Autre fait observé : certaines prescriptions de "parcours emploi", guidées par un souhait de remobilisation des publics, "ne sont pas toujours optimales". Pour preuve, "de nombreux conseillers France Travail ont exprimé leur surprise au regard de l’éloignement de l’emploi d’une part importante de leur portefeuille", souligne le rapport, qui donne l’exemple d’orientations des personnes à deux années de la retraite mais depuis dix ans au RSA, et en situation de surendettement.
De manière concomitante, l’évaluation rapporte une proportion parfois élevée d’exemptions aux 15-20 heures : 15% dans le territoire pilote en Bouches-du-Rhône, et jusqu’à 20% de dispenses d’accompagnement en Côte-d’Or. Un sujet sur lequel certains territoires "sont en attente d’instructions" au niveau national.

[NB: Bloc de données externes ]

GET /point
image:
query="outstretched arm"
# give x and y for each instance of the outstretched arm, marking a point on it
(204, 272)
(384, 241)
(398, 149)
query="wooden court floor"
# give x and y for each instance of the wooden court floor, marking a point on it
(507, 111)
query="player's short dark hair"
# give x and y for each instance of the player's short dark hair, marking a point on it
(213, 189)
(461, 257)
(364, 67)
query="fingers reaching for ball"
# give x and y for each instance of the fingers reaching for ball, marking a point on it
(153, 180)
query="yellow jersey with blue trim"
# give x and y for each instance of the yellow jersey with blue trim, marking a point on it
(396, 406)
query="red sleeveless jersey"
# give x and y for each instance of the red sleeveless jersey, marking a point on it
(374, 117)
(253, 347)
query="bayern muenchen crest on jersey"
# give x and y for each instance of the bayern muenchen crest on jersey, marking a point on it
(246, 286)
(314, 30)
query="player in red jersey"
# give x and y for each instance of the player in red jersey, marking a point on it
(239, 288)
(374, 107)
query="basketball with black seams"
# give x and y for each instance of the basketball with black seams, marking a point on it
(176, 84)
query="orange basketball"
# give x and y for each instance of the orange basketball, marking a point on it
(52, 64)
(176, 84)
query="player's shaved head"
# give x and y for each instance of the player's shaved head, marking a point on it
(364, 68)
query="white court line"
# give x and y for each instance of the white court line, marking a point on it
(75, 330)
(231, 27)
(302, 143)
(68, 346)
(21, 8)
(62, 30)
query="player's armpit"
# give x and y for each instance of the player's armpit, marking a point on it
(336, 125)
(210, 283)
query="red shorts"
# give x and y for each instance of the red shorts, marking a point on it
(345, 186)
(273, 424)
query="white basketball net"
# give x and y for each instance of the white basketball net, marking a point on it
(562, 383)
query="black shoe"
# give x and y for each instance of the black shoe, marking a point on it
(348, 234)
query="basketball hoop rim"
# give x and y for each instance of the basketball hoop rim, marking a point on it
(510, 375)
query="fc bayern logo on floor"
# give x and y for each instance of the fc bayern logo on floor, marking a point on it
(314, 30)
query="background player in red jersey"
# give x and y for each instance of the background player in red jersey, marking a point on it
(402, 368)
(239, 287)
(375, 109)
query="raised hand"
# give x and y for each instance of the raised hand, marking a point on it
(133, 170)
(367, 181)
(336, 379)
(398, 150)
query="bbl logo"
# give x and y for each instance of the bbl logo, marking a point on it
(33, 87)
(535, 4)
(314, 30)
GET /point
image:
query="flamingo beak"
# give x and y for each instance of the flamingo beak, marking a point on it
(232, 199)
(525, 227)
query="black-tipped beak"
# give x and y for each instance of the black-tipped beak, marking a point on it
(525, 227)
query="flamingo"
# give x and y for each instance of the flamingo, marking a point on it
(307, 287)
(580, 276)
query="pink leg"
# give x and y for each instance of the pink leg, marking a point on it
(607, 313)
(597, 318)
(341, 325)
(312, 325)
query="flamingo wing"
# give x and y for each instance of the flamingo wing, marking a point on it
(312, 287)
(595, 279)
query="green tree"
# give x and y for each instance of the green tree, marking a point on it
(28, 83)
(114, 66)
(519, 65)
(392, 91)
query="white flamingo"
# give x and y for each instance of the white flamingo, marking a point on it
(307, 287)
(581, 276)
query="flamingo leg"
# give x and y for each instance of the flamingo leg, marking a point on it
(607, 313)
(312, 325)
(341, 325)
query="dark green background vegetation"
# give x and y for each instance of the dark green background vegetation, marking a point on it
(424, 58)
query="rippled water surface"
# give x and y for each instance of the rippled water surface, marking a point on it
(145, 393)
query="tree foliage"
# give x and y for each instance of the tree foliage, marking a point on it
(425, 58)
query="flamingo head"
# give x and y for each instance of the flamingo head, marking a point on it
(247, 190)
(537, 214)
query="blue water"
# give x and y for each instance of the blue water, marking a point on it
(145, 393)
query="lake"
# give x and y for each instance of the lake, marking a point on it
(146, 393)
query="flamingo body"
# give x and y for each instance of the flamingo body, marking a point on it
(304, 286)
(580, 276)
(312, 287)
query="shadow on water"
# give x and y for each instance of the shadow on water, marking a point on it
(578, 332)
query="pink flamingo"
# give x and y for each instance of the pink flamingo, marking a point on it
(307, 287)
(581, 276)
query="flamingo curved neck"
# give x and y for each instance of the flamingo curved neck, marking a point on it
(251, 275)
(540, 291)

Trop de reporting, peu de prescriptions croisées
Voulue par la réforme, l’intensification de l’accompagnement s’est traduite par une réduction de la taille des portefeuilles par conseiller : 50 à 70 allocataires en modalité emploi, 50 à 60 en parcours socioprofessionnel et 45 à 80 en social. Point positif, tant pour les conseillers en insertion professionnelle que pour restaurer un sentiment de confiance chez les allocataires. Néanmoins, la norme controversée des 15 à 20 heures d’activités hebdomadaires s’avère "particulièrement exigeante". L’étude rapporte "l’absence d’outils partagés, de nomenclatures et d’équivalences horaires homogènes entre les structures (et les territoires)" mais aussi "une forme d’insatisfaction des professionnels au regard du temps investi sur le reporting" quand cette nomenclature existe. Aussi, "certains professionnels alertent plus largement sur le risque d’une place trop centrale donnée aux 15-20 h" sans qu’elle ne corresponde aux besoins. "Le point de contact présentiel hebdomadaire n’est pas adapté́ à tous les ARSA [allocataires] et à toutes les étapes de leur parcours, et peut même être contreproductif dans plusieurs types de situation", écrivent les auteurs.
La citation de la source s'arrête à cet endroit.